Technology companies should embrace greater transparency if they want to stop being viewed as enemies of privacy, said Salesforce CEO Marc Benioff today at the World Economic Forum in Davos.

Benioff made the comments at a Microsoft event which featured new research from Penn Schoen Berland into how people around the world view personal technology. The study, overseen by Microsoft advertising and strategy VP Mark Penn, polled 10,000 people in 10 countries, revealing that most see technology as a positive force for innovation, economic growth and education.

The big negative, as Penn admits, is privacy — in the wake of numerous revelations about snooping and surveillance. 47% said privacy was the aspect of life most negatively impacted by technology, ahead of personal safety/security (23%). In addition, developed countries are less willing trade privacy for enhanced national security. Most developing countries are split on this issue, although in India 80% believe it makes sense to give up some privacy to protect national security.

The findings prompted Benioff to call on consumer technology companies to enable users to know “everything” about how their data is handled. “Do you know where your consumer email is?” asked Benioff. “These systems are set up in a way where you can’t see.”

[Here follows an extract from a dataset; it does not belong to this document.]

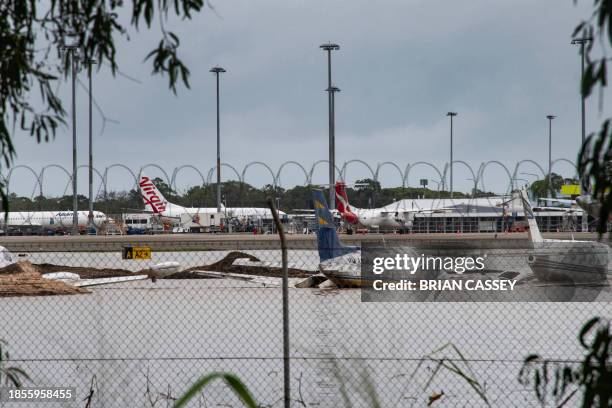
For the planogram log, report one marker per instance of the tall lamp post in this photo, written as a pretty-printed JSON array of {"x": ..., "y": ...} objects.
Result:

“Transparency is, fundamentally, the only way we are going to rebuild trust,” added Benioff.

Fellow panelist Maurice Levy, the Publicis Groupe CEO, noted that consumer concerns over privacy had to be taken seriously, particularly in Europe where they are most pronounced. Levy pointed out that European attitudes are often rooted in the experiences that many of the region’s countries have had with totalitarian regimes. “It’s something which is extremely important in those countries and you have to understand those issues.”

SAP CEO Bill McDermott used analytics to illustrate how technology companies can help enable greater transparency. As an example, he cited Turkey, where tech tools have brought a new level of quality and feedback into the education system.

While Levy noted that the ‘American dream has become a Silicon Valley dream’, former US Treasury Secretary Lawrence Summers warned that stronger leadership is required to help ease the “difficult adjustment period” caused by technological change.

Summers said that the technological revolution recalled the industrial revolution, but noted that a similar level of leadership was lacking. “We do not yet have the Gladstone, the Teddy Roosevelt or the Bismarck of the technological era.”

Asked as to the kind of policies that would help ease technological disruption, Summers offered an expansive take: “Some combination of harnessing this technology to make public education far more efficacious than it is today. Some means of taxation that achieves a level playing field with less interference and more incentives. Some efficacious and affordable apparatus for providing broader social protection at a no more prohibitive cost than we have today.”